Townsend, Tennessee - Fly Fishing in the Great Smoky Mountains National Park, East Tennessee and Western North Carolina
Welcome to the Fishing Report. It is a sunny and warm Sunday morning, 73 degrees in Townsend right now. I saw only 6 vehicles on my way to work. Everyone must be sleeping in. Believe me, we have visitors in Townsend this weekend. We saw families on vacation and local folks yesterday. We were pretty busy here.
About 3:30 pm a thunderstorm was bearing down on us from the South. We had a full class of 8 students here for day 1 of the beginner fly fishing school. When Walter and Paula heard thunder they moved back into the building with the students. I watched as the cell moved to our East on the radar. It missed us. I didn’t miss the Little River watershed.
I got home at 6:30 pm and looked at the flow gauge online. Click the “Stream Info” button to the left and down. The river was rising quickly. I looked again this morning. It was obvious that another storm dropped more rain in the Smokies, particularly in the Little River area. There was another spike up at that time. I checked some other streams in the park and didn’t see a large spike in their gauge graphs.
Right now the river is running at 237 cubic feet per second (cfs). Median flow for this date is 116 cfs. The water temperature is 68.6 degrees. I walked out on the swinging bridge earlier. Little River is stained. I could not see the bottom. This is going to be an excellent day to fish in the Little River. Since we did not get any rain in Townsend yesterday or last night, the silt is coming from another source, maybe Wears Valley or probably in the Park. Partially stained water can be a huge advantage for anglers targeting larger brown trout. You may find the turbid water is in one or all of the prongs of the river. As it clears, get out your nymphs, add some weight and hit the eddies and deep runs.
I heard a lot of conflicting fishing reports yesterday from customers. Some said the fishing was slow. Others begged to differ. One fellow said he did not catch anything but someone asked him if he was the guy who caught the big trout. I heard that earlier in the day. A while later another customer showed me a photo of a really nice brown trout he caught. I guess that is the fish the bystander was talking about. They were both fishing the same stream. His witness stood close by as he related the story to us. He was fishing deep with a weighted nymph. He got hung up or so he thought. He lifted his rod to free the fly. The fly started moving. After a battle and help from his buddy he landed the brown. I would guess from the photo it was 15” or 16” long. It was hard to tell. I saw hands and a beautiful fish.
People ask me all the time to describe what the fishing will be like during a particular time when they will be visiting Townsend. Let’s use October as an example. We don’t get much rain in October. When the water is low and warm the fishing can be slow. But, like yesterday, we can have hot temperatures and good flows. The fishing can be excellent.
Fishing here can be slow or great depending on the water levels and the water temperatures. Being adaptable is also a significant key to angler success. My guess is, some anglers did well yesterday using nymphs fished deep. Others did poorly using dry flies and a dropper. That also varies depending upon where you are fishing. Dry flies might have worked great yesterday in the backcountry or in the higher elevations. Just be willing to try anything.

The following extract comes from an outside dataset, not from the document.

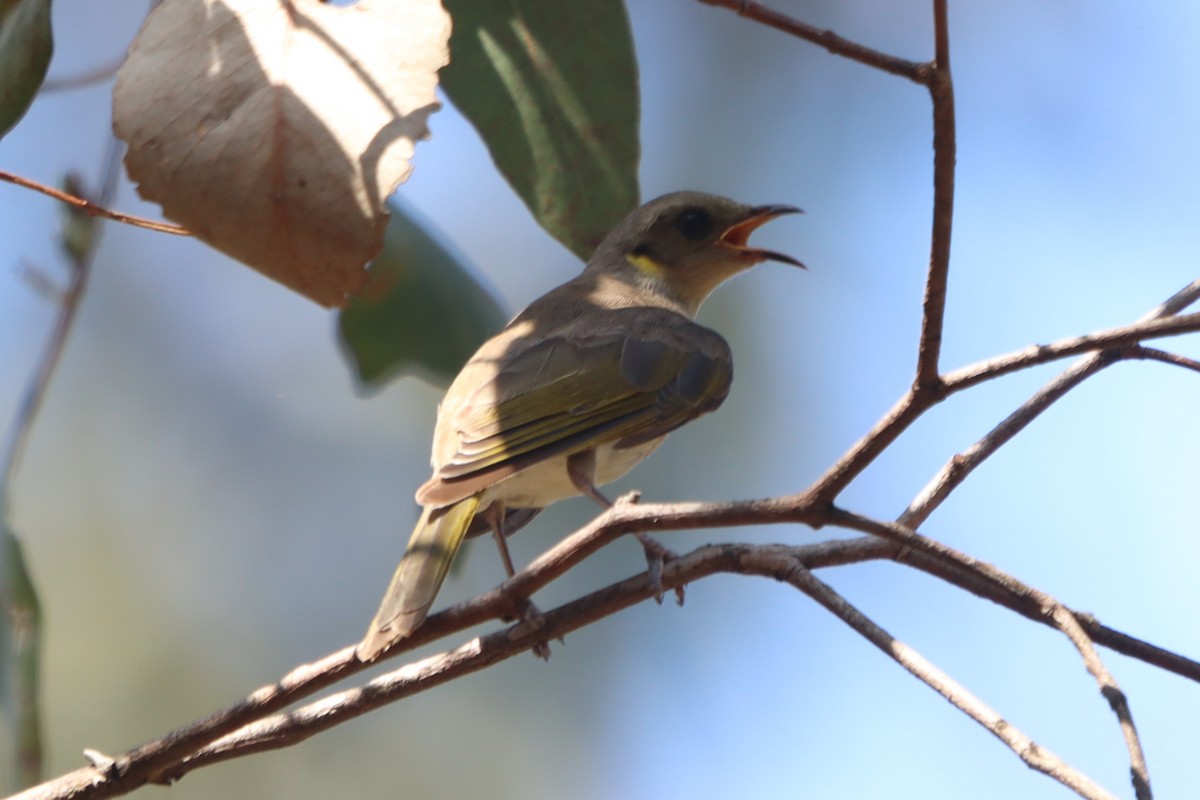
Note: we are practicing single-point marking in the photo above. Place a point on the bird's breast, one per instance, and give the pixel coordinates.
(546, 482)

I’m hearing good reports about smallmouth bass fishing in the lowland rivers. Increased flows are benefiting those who target the smallmouth bass in streams. Fishing is best early and late. There are many rivers that flow out of the Park and provide exceptional smallmouth bass fishing, even in the warmest months. Little River is one. Little Pigeon is another. Abrams Creek is still another great smallmouth bass stream. And that doesn’t include all the other rivers that flow out of the park into the valleys.
Smallmouth bass fishing is getting to be very popular with fly fishermen around here. Try it and you will find out why. These fish fight hard. They don’t give up. They can aggressively attack a fly or simply sip it from the surface with only a dimple. No matter what size they are or how they choose to take your fly, get ready for a battle.
Little River will be stained downstream for a day or two, maybe more. It should be clear in town later today or tomorrow. There are miles of fishable water between here and the Tennessee River. I think about 40 miles. From Elkmont to the Tennessee River the distance is over 50 miles if my memory serves me well today. Anyway, there is a lot of really good stream smallmouth fishing to be had just in that one river.
If you can get out today and to the Park, this is one of those days when you might have a exceptional day. Local anglers who fish the Park successfully and often, wait for days like today.
Have a great day and thank you for being here with us.